The atomic war between the United States of America and Russia has doomed our world. Joy. Figures those two would unleash their weapons on each other. As if stones falling from the sky wasn’t enough. Radioactive clouds have killed most of the population of China and will cross the Pacific and destroy most of North America. The devastation caused by the Hrwang’s defense against our world’s attacks is also not insignificant.
The death of Dublin not insignificant! The author’s euphemism would have made Jonathan Swift proud.
But together, we can save Humanity. It sounded like a World War Two pitch to buy war bonds. We can save what is important. Humanity’s artistic skills, Humanity’s creativity, Humanity’s science. Together, we can create a peaceful world and a peaceful society. Kell wondered aloud what the author had been smoking in his pipe. Together we can create a new Future. The capital ‘F’ made Kell think of the false promises of communism for some reason.
The Hrwang have located a planet suited for colonization by humans. They have given us transport vessels that will convey us there just as they brought the Hrwang to Earth. The journey will be long, at least five years, “Ay, there’s the rub,” Kell growled, but we will sleep the entire time, just as our Hrwang benefactors did when they traveled from their world. Some form of hibernation. Theoretically possible. The aliens must have figured out a way to do it safely and cheaply.
A long list of requirements followed. Educators, professors, skilled engineers and technicians, computer programmers, scientists, key military and government personnel. Everyone had to be young and of childbearing age with the exception of a few individuals with skill sets of exceptional value to the colony. Other skills included farmers.

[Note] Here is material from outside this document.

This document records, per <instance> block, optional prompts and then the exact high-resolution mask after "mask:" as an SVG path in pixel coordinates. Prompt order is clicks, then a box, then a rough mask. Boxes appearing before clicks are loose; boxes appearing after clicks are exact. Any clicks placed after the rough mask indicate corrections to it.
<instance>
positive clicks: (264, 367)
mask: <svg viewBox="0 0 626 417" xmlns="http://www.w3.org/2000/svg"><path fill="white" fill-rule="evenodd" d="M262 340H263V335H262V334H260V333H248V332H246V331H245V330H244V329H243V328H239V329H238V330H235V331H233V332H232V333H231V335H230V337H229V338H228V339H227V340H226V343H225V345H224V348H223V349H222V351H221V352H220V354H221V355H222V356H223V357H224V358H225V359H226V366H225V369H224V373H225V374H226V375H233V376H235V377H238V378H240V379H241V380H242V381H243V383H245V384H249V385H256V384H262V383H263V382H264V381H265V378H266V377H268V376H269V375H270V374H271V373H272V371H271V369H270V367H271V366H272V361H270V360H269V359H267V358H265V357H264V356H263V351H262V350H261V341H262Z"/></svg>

The possibility of hope reared its ugly head in Kell’s mind. He was a botanist, which was about as close as you could get to a farmer scientist, unless you actually were an agricultural scientist. He could snag the PhD certificate off the wall of his thesis adviser’s office if he needed to prove he had a PhD. He could talk enough botany to convince anyone that he was already a scientist.
He was definitely still of child bearing age.

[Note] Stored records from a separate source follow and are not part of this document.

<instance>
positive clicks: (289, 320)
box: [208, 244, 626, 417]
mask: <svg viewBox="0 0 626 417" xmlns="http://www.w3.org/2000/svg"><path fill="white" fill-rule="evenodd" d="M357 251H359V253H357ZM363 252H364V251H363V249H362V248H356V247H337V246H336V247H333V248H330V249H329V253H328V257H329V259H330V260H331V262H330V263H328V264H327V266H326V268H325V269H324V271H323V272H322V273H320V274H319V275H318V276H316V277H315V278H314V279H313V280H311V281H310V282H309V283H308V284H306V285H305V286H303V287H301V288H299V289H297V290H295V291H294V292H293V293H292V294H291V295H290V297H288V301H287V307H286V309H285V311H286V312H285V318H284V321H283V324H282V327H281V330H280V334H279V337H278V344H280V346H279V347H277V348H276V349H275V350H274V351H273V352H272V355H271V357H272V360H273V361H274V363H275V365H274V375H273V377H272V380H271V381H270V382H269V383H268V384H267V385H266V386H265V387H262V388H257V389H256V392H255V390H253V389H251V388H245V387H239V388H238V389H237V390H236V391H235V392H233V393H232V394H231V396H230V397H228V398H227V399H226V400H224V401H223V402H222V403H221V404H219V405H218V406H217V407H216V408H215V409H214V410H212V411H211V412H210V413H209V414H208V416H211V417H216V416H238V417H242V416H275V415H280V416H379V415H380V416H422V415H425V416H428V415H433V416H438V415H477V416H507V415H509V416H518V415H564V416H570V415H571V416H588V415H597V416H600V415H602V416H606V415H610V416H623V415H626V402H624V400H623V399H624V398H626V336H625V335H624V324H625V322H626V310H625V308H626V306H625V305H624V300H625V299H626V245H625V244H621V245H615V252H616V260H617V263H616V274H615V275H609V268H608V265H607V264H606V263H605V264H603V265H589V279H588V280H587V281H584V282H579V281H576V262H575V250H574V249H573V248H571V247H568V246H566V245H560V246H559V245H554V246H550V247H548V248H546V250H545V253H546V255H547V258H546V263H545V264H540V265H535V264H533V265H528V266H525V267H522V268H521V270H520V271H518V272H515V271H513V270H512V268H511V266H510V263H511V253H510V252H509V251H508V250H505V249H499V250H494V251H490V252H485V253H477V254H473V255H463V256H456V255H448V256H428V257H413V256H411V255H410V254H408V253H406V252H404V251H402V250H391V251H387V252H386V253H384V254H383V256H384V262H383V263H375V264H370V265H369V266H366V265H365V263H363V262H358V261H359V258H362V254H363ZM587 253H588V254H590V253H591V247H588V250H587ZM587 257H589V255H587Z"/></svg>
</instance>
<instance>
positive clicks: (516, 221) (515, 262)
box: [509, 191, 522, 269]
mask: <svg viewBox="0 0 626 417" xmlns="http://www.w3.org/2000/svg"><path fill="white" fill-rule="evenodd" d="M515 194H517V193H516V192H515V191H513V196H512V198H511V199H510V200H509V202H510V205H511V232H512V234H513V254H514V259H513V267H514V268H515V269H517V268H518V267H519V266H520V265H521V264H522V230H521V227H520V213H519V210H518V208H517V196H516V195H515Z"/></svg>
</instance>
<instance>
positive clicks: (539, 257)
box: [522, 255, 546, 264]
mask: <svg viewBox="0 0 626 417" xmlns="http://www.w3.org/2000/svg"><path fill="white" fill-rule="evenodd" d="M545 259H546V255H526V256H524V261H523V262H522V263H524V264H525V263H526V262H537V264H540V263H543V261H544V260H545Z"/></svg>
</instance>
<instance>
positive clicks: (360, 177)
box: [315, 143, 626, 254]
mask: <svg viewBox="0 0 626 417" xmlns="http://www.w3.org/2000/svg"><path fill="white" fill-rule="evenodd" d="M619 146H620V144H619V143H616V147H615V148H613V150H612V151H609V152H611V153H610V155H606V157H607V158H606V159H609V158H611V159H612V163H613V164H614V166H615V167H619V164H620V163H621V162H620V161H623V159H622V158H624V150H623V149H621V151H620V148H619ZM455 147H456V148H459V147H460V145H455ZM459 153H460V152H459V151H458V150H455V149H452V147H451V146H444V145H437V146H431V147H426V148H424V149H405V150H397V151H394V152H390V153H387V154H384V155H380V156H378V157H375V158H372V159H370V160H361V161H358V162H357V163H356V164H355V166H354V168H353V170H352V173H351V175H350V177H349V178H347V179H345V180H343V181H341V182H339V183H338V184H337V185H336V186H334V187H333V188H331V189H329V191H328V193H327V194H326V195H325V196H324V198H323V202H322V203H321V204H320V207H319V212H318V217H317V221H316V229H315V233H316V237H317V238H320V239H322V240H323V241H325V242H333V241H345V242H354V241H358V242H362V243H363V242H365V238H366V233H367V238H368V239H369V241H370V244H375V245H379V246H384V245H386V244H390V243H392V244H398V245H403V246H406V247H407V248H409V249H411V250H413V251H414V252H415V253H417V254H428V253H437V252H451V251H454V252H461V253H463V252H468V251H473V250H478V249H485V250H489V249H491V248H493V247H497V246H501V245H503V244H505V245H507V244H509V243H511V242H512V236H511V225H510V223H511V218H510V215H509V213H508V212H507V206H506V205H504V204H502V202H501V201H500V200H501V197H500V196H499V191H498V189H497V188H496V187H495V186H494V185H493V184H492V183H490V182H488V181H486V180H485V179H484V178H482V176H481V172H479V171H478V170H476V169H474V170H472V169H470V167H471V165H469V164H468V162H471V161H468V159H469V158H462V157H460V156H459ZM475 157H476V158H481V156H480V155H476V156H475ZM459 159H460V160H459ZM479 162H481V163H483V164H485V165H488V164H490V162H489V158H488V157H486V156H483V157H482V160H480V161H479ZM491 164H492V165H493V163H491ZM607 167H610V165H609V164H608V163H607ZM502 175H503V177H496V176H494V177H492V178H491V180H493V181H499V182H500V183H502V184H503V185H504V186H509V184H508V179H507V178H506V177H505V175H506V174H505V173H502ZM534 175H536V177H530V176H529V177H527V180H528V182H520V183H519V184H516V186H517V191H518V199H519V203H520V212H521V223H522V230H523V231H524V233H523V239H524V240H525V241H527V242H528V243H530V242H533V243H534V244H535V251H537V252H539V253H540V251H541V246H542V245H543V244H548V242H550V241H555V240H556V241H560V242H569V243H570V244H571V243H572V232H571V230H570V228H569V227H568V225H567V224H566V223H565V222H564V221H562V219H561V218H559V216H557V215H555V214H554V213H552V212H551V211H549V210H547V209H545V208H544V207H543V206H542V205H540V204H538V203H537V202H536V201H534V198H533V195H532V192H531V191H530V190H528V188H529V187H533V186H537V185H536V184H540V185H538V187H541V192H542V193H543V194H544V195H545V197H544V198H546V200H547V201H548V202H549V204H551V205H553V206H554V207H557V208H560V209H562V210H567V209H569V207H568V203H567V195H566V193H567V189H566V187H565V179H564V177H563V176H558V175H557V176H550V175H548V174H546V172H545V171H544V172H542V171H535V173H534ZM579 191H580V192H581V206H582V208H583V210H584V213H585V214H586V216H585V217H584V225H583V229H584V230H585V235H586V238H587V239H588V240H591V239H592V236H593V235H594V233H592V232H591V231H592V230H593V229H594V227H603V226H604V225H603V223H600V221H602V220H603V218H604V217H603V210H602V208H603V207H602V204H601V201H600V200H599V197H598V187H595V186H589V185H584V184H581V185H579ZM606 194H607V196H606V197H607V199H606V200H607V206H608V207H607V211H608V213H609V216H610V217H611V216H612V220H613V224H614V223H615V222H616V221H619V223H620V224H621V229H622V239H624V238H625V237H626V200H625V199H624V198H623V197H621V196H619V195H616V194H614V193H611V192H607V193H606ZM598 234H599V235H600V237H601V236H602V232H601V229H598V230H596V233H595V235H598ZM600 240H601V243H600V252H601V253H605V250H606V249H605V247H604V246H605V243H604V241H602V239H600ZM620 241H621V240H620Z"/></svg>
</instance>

He thought about the downside and couldn’t come up with one. If gangs didn’t get him and do to him what they’d done to those poor kids in the dormitory, he’d end up starving to death. Even if he found shelter and food, all of humanity would starve to death by the end of winter. The meteors caused an abnormally cold summer season, and it killed all natural crops. Only greenhouse and artificially lit food would grow on Earth for a while. There couldn’t be enough of those to sustain even a diminished population.
Kell read where to go and when to be there. It wasn’t far, but he didn’t have much time.

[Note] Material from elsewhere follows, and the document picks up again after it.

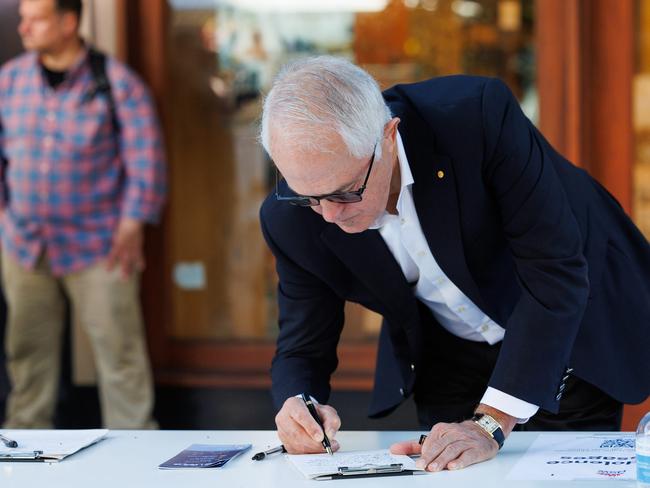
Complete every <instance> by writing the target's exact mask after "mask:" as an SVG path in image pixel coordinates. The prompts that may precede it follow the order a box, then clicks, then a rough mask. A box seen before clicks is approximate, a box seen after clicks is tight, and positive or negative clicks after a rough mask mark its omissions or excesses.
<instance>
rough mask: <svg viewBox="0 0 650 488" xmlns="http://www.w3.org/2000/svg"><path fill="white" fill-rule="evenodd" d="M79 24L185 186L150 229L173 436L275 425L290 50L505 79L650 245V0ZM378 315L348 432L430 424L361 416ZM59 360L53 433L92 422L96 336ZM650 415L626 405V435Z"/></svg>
mask: <svg viewBox="0 0 650 488" xmlns="http://www.w3.org/2000/svg"><path fill="white" fill-rule="evenodd" d="M17 8H18V0H0V63H2V62H4V61H6V60H8V59H9V58H11V57H12V56H14V55H16V54H18V53H19V52H20V51H21V45H20V40H19V38H18V35H17V33H16V27H17V25H18V14H17ZM82 24H83V29H82V30H83V33H84V37H85V38H86V39H87V40H88V41H90V42H91V43H93V44H95V45H97V46H98V47H99V48H101V49H103V50H105V51H106V52H109V53H112V54H114V55H116V56H117V57H118V58H119V59H121V60H123V61H125V62H126V63H128V64H129V65H130V66H131V67H132V68H133V69H134V70H135V71H136V72H138V73H139V74H140V75H141V76H142V77H143V78H144V79H145V80H146V81H147V83H148V84H149V85H150V87H151V89H152V92H153V94H154V97H155V99H156V102H157V105H158V110H159V113H160V115H161V119H162V122H163V127H164V132H165V139H166V146H167V151H168V157H169V163H170V166H169V171H170V191H171V192H170V198H169V202H168V205H167V207H166V210H165V216H164V219H163V223H162V225H161V226H159V227H157V228H153V229H149V230H148V234H147V250H146V254H147V263H148V264H147V270H146V272H145V276H144V281H143V292H142V301H143V305H144V311H145V317H146V322H147V333H148V341H149V348H150V354H151V359H152V363H153V368H154V373H155V378H156V385H157V402H156V417H157V419H158V420H159V422H160V424H161V427H162V428H196V429H229V428H232V429H270V428H273V426H274V424H273V417H274V414H275V412H274V409H273V407H272V404H271V400H270V395H269V392H268V388H269V385H270V378H269V373H268V370H269V367H270V362H271V358H272V355H273V350H274V339H275V335H276V333H277V325H276V323H277V310H276V304H275V287H276V277H275V271H274V263H273V258H272V256H271V254H270V252H269V251H268V250H267V249H266V246H265V244H264V242H263V238H262V235H261V232H260V230H259V225H258V219H257V212H258V209H259V206H260V204H261V202H262V200H263V198H264V197H265V195H266V194H267V192H268V191H269V189H270V187H271V185H272V183H273V181H274V180H273V177H272V175H273V173H272V171H271V162H270V161H269V160H268V158H267V156H266V155H265V154H264V152H263V150H262V148H261V146H259V145H258V144H257V143H256V134H257V129H258V119H259V115H260V111H261V101H262V95H263V94H264V93H265V91H266V90H268V88H269V84H270V82H271V80H272V77H273V75H274V74H275V73H276V72H277V70H278V68H279V67H280V66H281V65H282V64H284V63H285V62H287V61H289V60H291V59H293V58H296V57H300V56H305V55H309V54H317V53H327V54H334V55H338V56H345V57H347V58H349V59H351V60H352V61H354V62H356V63H358V64H360V65H361V66H363V67H364V68H365V69H366V70H368V71H369V72H370V73H371V74H372V75H374V76H375V77H376V78H377V79H378V80H379V82H380V84H381V85H382V87H383V88H387V87H389V86H391V85H393V84H395V83H402V82H412V81H417V80H421V79H425V78H428V77H431V76H439V75H445V74H452V73H469V74H476V75H485V76H495V77H499V78H501V79H503V80H504V81H505V82H506V83H507V84H508V85H509V86H510V88H511V89H512V90H513V92H514V93H515V94H516V95H517V97H518V98H519V100H520V103H521V105H522V108H523V110H524V112H525V113H526V114H527V115H528V116H529V118H530V119H531V120H532V121H533V122H534V123H535V124H536V125H537V126H538V127H540V129H541V130H542V132H543V133H544V134H545V135H546V136H547V138H548V139H549V140H550V142H551V143H552V144H553V145H555V147H556V148H557V149H559V150H560V152H562V153H563V154H564V155H565V156H566V157H568V158H569V159H570V160H572V161H573V162H574V163H576V164H577V165H579V166H582V167H583V168H585V169H587V170H588V171H589V172H590V173H591V174H593V175H594V176H595V177H596V178H597V179H599V180H600V181H601V182H602V183H603V184H604V185H605V186H606V187H607V188H608V189H609V190H610V192H612V193H613V194H614V195H615V196H616V197H617V198H618V199H619V201H620V202H621V204H622V205H623V207H624V208H625V209H626V211H627V212H628V213H629V214H630V215H631V216H632V218H633V219H634V220H635V222H636V224H637V225H638V226H639V227H640V228H641V230H642V231H643V232H644V233H645V235H646V237H650V0H536V1H535V0H477V1H469V0H340V1H339V0H87V1H86V9H85V17H84V19H83V22H82ZM379 324H380V317H379V316H377V315H375V314H374V313H372V312H370V311H367V310H365V309H363V308H361V307H359V306H357V305H354V304H348V305H347V307H346V327H345V329H344V335H343V338H342V340H341V344H340V347H339V358H340V366H339V369H338V371H337V373H336V375H335V377H334V379H333V387H334V393H333V397H332V399H331V403H332V404H334V405H335V406H336V407H337V408H338V409H339V412H340V413H341V416H342V418H343V423H344V425H343V428H345V429H416V428H417V423H416V419H415V413H414V406H413V404H412V403H411V402H407V403H405V404H404V406H402V407H400V409H398V411H397V412H396V413H395V414H393V415H392V416H391V417H389V418H387V419H382V420H369V419H367V418H366V410H367V404H368V399H369V391H370V389H371V387H372V375H373V370H374V361H375V353H376V339H377V334H378V330H379ZM3 327H4V309H3V308H2V309H0V333H1V332H2V329H3ZM0 337H1V334H0ZM1 341H2V339H0V343H1ZM64 352H65V354H64V357H65V367H64V369H63V375H62V378H61V382H62V389H61V394H60V400H59V406H58V409H57V412H58V413H57V420H56V424H57V426H58V427H67V428H74V427H93V426H97V425H99V418H100V417H99V406H98V401H97V391H96V388H95V387H94V381H95V373H94V367H93V360H92V355H91V352H90V348H89V346H88V344H87V341H86V339H85V337H84V336H83V333H82V331H80V330H71V329H70V328H68V340H67V341H66V346H65V351H64ZM0 354H1V353H0ZM2 368H3V365H0V421H1V420H2V415H3V411H4V399H5V396H6V393H7V389H8V384H7V379H6V375H5V372H4V370H3V369H2ZM242 406H246V408H242ZM647 410H650V404H649V403H646V404H645V405H642V406H635V407H626V415H625V419H624V429H625V430H632V429H633V428H634V427H635V426H636V423H637V422H638V419H639V418H640V414H641V412H645V411H647ZM251 415H253V417H251Z"/></svg>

Funny twist of fate, he thought as he began running. If the looters hadn’t taken the last of his food and destroyed his lab, he wouldn’t have left and he wouldn’t have found the flyer in time. He wouldn’t have read about someone’s hope for the future and his possible contribution. He wouldn’t be running now to reach some rendezvous point
He wouldn’t be going to some alien world to raise plants and save Humanity.
Together, like the flyer said.
He chuckled grimly to himself and kept running toward his newfound destiny.